Bank ETFs Get a Boost from Corporate Earnings | ETF Trends

Bank stocks and ETFs have been soaring on Wednesday thanks to increases in banking profits that beat analyst expectations.

JPMorgan Chase & Co. reported an almost 5 times increase in quarterly profits thanks to surging markets and an economic recovery that enabled the bank to mobilize $5.2 billion in funds that it had set aside to cover bad loans.

JPMorgan Chase announced a record quarterly profit of $14.3 billion, or $4.50 a share, smashing the $3.10 a share forecast by analysts polled by FactSet. A year earlier, JPMorgan reported a quarterly profit of $2.87 billion, or $0.78 a share.
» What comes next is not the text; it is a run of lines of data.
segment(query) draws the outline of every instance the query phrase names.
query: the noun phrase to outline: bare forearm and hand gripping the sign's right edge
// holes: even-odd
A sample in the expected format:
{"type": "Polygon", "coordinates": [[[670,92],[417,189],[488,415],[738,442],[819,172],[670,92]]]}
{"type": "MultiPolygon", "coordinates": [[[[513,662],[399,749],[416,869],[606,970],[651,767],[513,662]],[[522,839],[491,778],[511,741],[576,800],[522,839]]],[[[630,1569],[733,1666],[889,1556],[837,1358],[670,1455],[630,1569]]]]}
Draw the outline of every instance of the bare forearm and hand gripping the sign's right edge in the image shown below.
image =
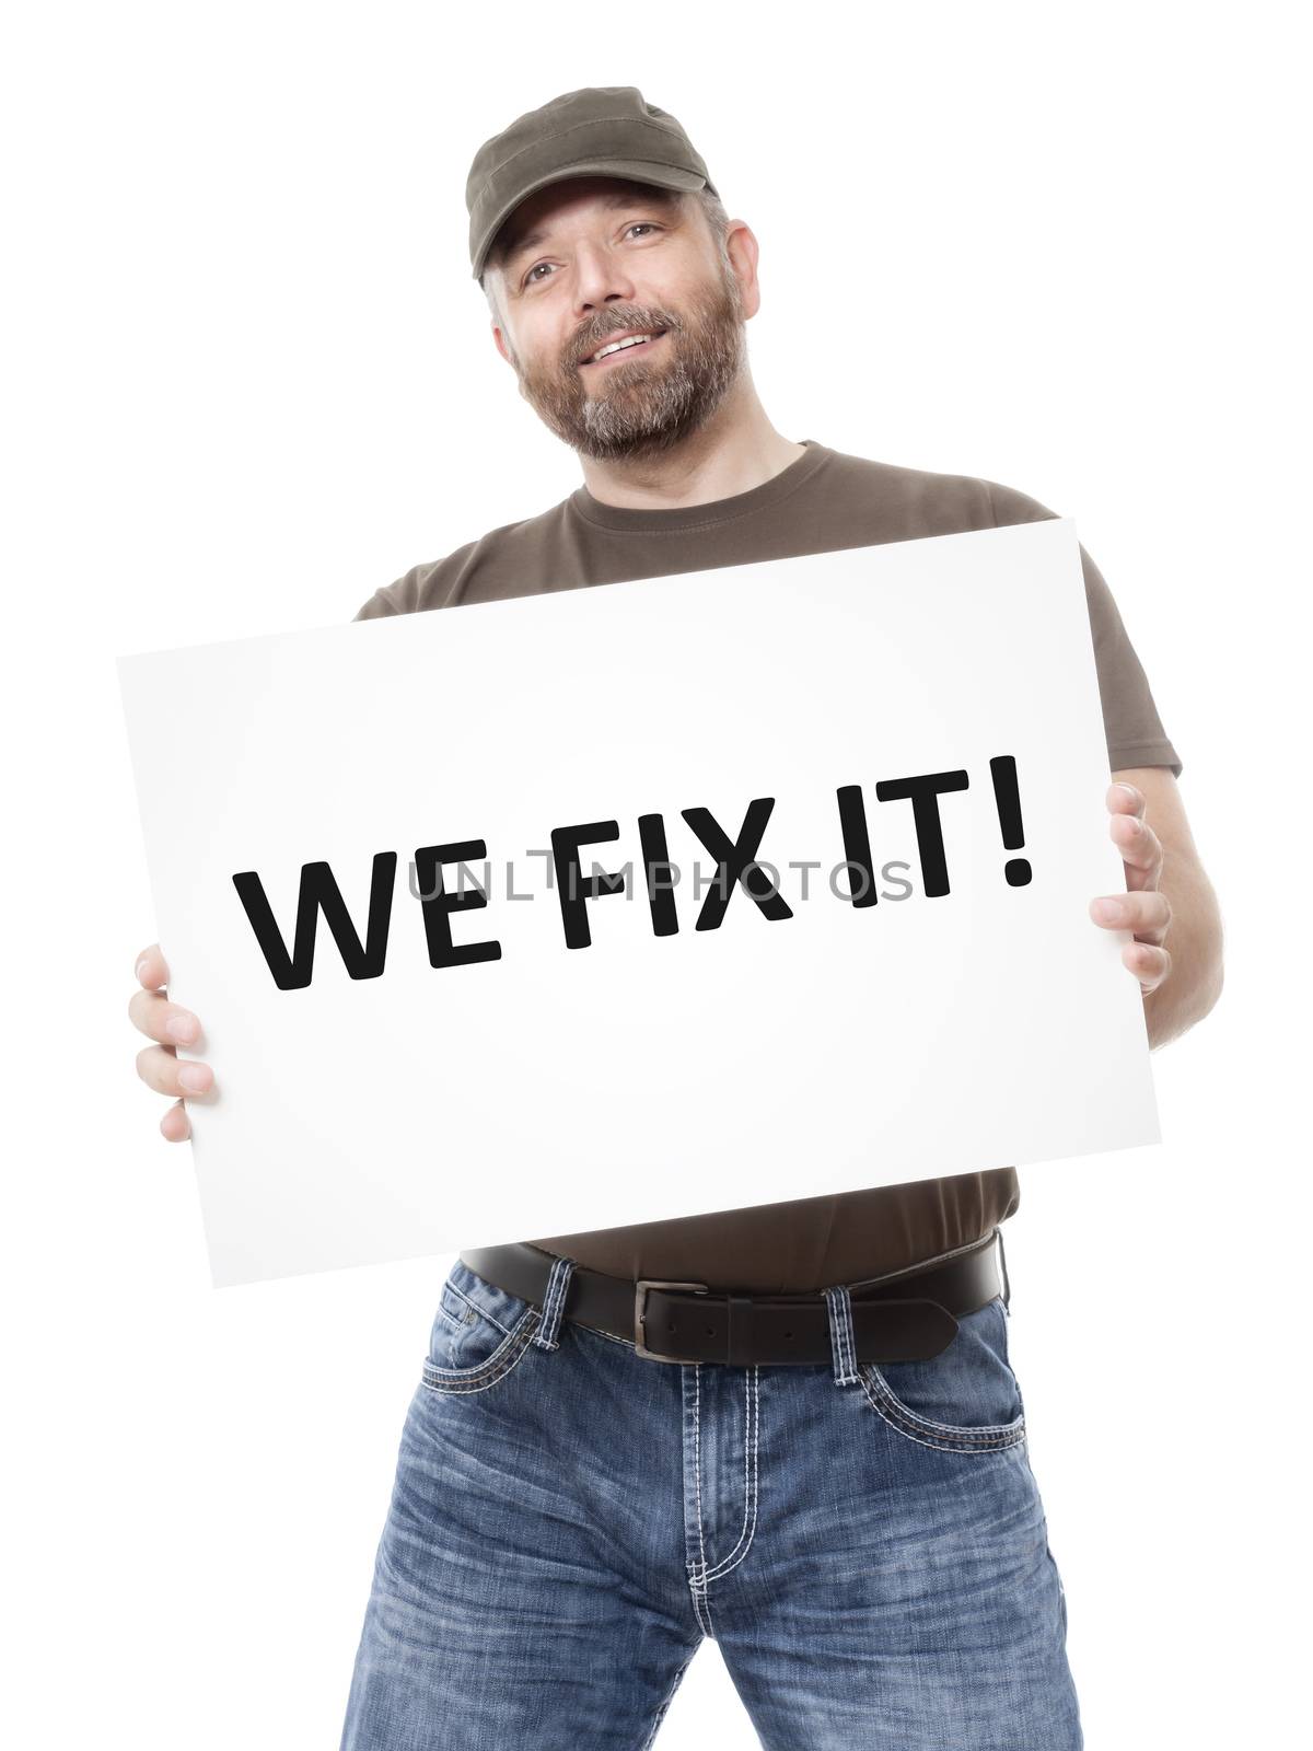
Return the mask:
{"type": "Polygon", "coordinates": [[[1150,1047],[1166,1045],[1222,995],[1222,914],[1168,767],[1129,767],[1108,786],[1108,833],[1126,893],[1091,902],[1105,930],[1131,930],[1122,963],[1140,981],[1150,1047]]]}

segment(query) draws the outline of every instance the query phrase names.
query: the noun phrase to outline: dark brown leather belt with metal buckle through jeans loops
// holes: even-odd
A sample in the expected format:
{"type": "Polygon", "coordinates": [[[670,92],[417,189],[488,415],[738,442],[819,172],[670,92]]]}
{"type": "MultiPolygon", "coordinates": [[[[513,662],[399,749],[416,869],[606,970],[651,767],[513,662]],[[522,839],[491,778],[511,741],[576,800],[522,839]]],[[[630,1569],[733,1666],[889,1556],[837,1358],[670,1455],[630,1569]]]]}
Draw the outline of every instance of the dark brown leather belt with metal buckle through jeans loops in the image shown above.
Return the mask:
{"type": "MultiPolygon", "coordinates": [[[[543,1306],[557,1255],[509,1241],[460,1252],[476,1276],[522,1301],[543,1306]]],[[[1003,1234],[961,1247],[930,1262],[849,1283],[853,1338],[860,1362],[914,1362],[938,1355],[958,1319],[994,1296],[1007,1304],[1010,1285],[1003,1234]]],[[[825,1292],[746,1296],[707,1283],[609,1276],[576,1264],[562,1317],[613,1338],[627,1338],[653,1362],[828,1362],[830,1304],[825,1292]]]]}

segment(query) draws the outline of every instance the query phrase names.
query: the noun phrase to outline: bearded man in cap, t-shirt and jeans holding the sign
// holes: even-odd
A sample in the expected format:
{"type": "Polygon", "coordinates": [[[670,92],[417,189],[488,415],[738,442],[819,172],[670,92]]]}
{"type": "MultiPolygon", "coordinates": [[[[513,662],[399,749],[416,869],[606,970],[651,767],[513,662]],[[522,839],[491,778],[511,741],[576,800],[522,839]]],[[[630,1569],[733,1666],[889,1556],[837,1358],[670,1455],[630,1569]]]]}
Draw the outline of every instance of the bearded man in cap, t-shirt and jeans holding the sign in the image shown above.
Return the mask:
{"type": "MultiPolygon", "coordinates": [[[[476,154],[467,203],[497,350],[583,485],[357,618],[1054,515],[774,429],[744,348],[756,238],[635,88],[522,116],[476,154]]],[[[1182,763],[1082,564],[1127,883],[1091,918],[1131,932],[1161,1045],[1217,1000],[1220,921],[1182,763]]],[[[166,1044],[200,1024],[159,989],[158,947],[138,977],[133,1019],[161,1042],[142,1075],[203,1094],[208,1066],[166,1044]]],[[[161,1129],[187,1135],[182,1100],[161,1129]]],[[[800,1189],[821,1177],[798,1163],[800,1189]]],[[[343,1751],[646,1746],[706,1635],[776,1751],[1078,1746],[1007,1355],[996,1231],[1017,1203],[994,1164],[462,1252],[403,1431],[343,1751]]]]}

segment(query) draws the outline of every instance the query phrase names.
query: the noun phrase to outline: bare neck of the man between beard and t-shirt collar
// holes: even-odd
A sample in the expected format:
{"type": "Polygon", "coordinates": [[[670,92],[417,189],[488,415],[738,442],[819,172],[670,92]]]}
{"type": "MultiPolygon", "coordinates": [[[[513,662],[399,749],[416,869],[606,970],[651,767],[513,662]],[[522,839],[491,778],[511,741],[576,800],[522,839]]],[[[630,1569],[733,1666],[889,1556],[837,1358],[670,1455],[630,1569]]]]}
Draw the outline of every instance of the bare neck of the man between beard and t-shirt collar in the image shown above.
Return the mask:
{"type": "Polygon", "coordinates": [[[602,504],[671,511],[751,492],[805,455],[767,418],[751,383],[725,397],[714,417],[662,455],[599,462],[581,455],[588,492],[602,504]]]}

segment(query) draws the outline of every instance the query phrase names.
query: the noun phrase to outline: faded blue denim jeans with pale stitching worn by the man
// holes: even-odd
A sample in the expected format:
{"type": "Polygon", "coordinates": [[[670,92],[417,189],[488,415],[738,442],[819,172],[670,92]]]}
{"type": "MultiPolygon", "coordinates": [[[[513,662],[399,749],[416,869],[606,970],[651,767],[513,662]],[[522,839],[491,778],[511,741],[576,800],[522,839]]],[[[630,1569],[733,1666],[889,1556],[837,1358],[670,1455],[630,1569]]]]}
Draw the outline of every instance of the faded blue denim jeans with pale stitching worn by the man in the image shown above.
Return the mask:
{"type": "Polygon", "coordinates": [[[926,1362],[656,1362],[446,1278],[341,1751],[641,1751],[714,1635],[767,1751],[1077,1751],[1003,1297],[926,1362]]]}

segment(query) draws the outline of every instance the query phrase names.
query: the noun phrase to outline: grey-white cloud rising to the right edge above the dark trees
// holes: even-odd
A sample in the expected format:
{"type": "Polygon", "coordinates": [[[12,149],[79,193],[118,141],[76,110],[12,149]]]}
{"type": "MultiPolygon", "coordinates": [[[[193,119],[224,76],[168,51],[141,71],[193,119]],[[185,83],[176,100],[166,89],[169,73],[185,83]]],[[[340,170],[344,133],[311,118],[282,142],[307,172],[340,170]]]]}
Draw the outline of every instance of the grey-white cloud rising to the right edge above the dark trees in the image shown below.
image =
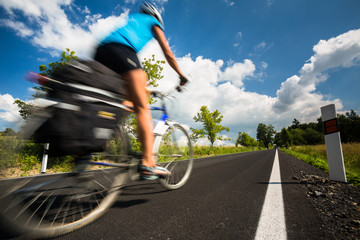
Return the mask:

The bank reported revenue of $32.27 billion, a gain of 14% from a year earlier.

While the nation’s largest bank bested analysts’ projections on top and bottom lines, shares of the bank fell 1%.
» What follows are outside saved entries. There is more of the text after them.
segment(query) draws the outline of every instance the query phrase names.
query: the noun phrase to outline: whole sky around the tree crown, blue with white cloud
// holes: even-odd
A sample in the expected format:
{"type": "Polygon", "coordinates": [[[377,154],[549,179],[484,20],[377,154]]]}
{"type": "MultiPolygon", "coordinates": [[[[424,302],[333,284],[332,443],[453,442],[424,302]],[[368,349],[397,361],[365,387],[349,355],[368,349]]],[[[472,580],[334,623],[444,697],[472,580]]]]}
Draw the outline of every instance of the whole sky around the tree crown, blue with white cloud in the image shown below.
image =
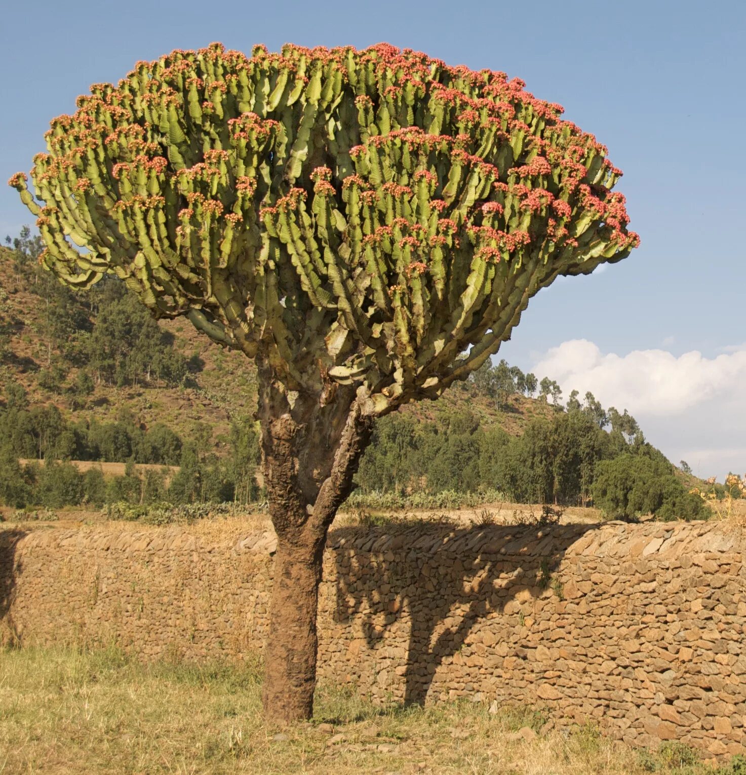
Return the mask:
{"type": "MultiPolygon", "coordinates": [[[[624,402],[653,443],[672,460],[688,454],[701,474],[746,470],[743,3],[5,5],[0,181],[29,169],[49,120],[72,112],[89,84],[213,40],[246,52],[254,43],[385,40],[523,78],[609,146],[642,246],[541,291],[500,356],[554,369],[548,376],[566,393],[592,389],[603,403],[624,402]]],[[[0,186],[0,237],[29,221],[15,191],[0,186]]]]}

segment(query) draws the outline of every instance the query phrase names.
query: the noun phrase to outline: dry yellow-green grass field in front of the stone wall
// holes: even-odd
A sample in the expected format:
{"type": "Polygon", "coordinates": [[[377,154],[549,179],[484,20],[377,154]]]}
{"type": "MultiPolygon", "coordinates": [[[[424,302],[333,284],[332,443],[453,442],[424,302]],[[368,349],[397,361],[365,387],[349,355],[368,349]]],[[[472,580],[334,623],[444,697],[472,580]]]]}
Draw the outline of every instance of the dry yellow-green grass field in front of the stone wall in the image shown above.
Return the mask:
{"type": "MultiPolygon", "coordinates": [[[[320,687],[313,722],[263,721],[260,664],[143,666],[116,649],[0,652],[0,773],[713,773],[689,749],[640,752],[541,709],[382,710],[320,687]]],[[[730,764],[720,775],[742,775],[730,764]]]]}

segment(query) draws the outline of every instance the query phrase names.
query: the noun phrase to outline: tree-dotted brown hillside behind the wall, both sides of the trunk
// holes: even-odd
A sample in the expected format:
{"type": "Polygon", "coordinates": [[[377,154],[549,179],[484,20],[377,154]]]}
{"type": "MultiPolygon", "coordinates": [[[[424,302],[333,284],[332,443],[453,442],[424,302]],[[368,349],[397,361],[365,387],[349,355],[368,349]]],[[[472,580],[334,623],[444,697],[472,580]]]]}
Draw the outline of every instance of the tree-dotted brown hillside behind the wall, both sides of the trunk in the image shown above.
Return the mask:
{"type": "MultiPolygon", "coordinates": [[[[38,266],[28,231],[14,248],[0,248],[0,500],[60,508],[260,498],[253,363],[186,320],[156,322],[115,278],[85,293],[62,286],[38,266]],[[104,477],[101,467],[53,460],[144,467],[104,477]]],[[[631,415],[577,391],[563,406],[559,385],[539,377],[486,363],[437,401],[377,422],[356,474],[363,497],[419,508],[419,496],[479,493],[593,503],[626,518],[703,513],[689,494],[700,483],[645,442],[631,415]]]]}

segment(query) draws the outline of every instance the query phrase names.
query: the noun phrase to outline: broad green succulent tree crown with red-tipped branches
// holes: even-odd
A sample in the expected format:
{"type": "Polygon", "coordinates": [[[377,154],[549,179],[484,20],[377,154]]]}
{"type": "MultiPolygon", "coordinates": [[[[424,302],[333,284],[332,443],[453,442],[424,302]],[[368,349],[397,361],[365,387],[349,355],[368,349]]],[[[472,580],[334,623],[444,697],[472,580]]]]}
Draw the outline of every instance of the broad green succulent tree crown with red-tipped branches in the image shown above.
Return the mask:
{"type": "Polygon", "coordinates": [[[380,414],[480,367],[559,274],[638,244],[621,171],[561,113],[384,44],[213,44],[94,84],[53,119],[34,195],[10,184],[61,281],[113,272],[288,391],[352,384],[380,414]]]}

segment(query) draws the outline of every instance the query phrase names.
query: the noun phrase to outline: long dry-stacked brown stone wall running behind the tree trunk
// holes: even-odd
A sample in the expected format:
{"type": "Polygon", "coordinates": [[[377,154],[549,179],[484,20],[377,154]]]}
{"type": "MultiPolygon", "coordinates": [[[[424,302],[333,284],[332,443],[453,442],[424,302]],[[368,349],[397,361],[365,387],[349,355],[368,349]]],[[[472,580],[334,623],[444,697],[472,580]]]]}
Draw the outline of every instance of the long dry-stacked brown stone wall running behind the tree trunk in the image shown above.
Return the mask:
{"type": "MultiPolygon", "coordinates": [[[[0,532],[5,638],[240,657],[266,633],[273,546],[268,533],[0,532]]],[[[539,705],[635,745],[744,753],[743,546],[718,523],[339,529],[320,677],[380,702],[539,705]]]]}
Meanwhile, shares of Goldman Sachs advanced 4.7% after the bank smashed analysts’ expectations for first-quarter net profits and revenues, thanks to robust performance from the firm’s equities trading and investment banking divisions.

Wells Fargo also reported strong earnings and revenue, helping to lift the bank’s stock 4%.

The news was bullish for banking ETFs like the KBW Bank Index (BKX), which climbed 1.75%. Bank shares have done well so far in 2021, with the KBW Bank Index beating the S&P 500.

“The first wave of Q1 big bank results look pretty much as strong as most analysts had expected – even stronger actually,” said JJ Kinahan, chief market strategist at TD Ameritrade. “It’s possible that we’re in a powerful market that’s in a forgiving mood when it comes to bad news. The path of least resistance for stocks continues to seem to be to go higher, with the market climbing a wall of worries that just doesn’t go away.”

A Reemerging Economy?

For S&P 500 companies overall, analysts are projecting a spike in corporate profits given to an improving economic situation and strong consumer spending.

“We could see upwards of 30% year-over-year earnings growth in the first quarter. That would be the most we’ve seen since coming out of the financial crisis,” Ryan Detrick, chief market strategist at LPL Financial, told Yahoo Finance. “That bar is a little bit higher, but we think once again corporate America will step up and justify a lot of the valuations that we see here,” he added.

After the coronavirus pandemic sacked the U.S. economy last year, JPMorgan and other big banks squirreled away billions of dollars in loan-loss reserves to prepare for a potential deluge of consumer and business defaults. While the funds damaged quarterly profits for most of 2020, the banks are now cashing in on their diligence, thanks to the fact that most major losses never materialized.

For bank ETFs that mean big gains as well. Investors can look to the banking sector with assets like the Financial Select Sector SPDR Fund (XLF), SPDR S&P Regional Banking ETF (KRE), and iShares U.S. Financials ETF (IYF).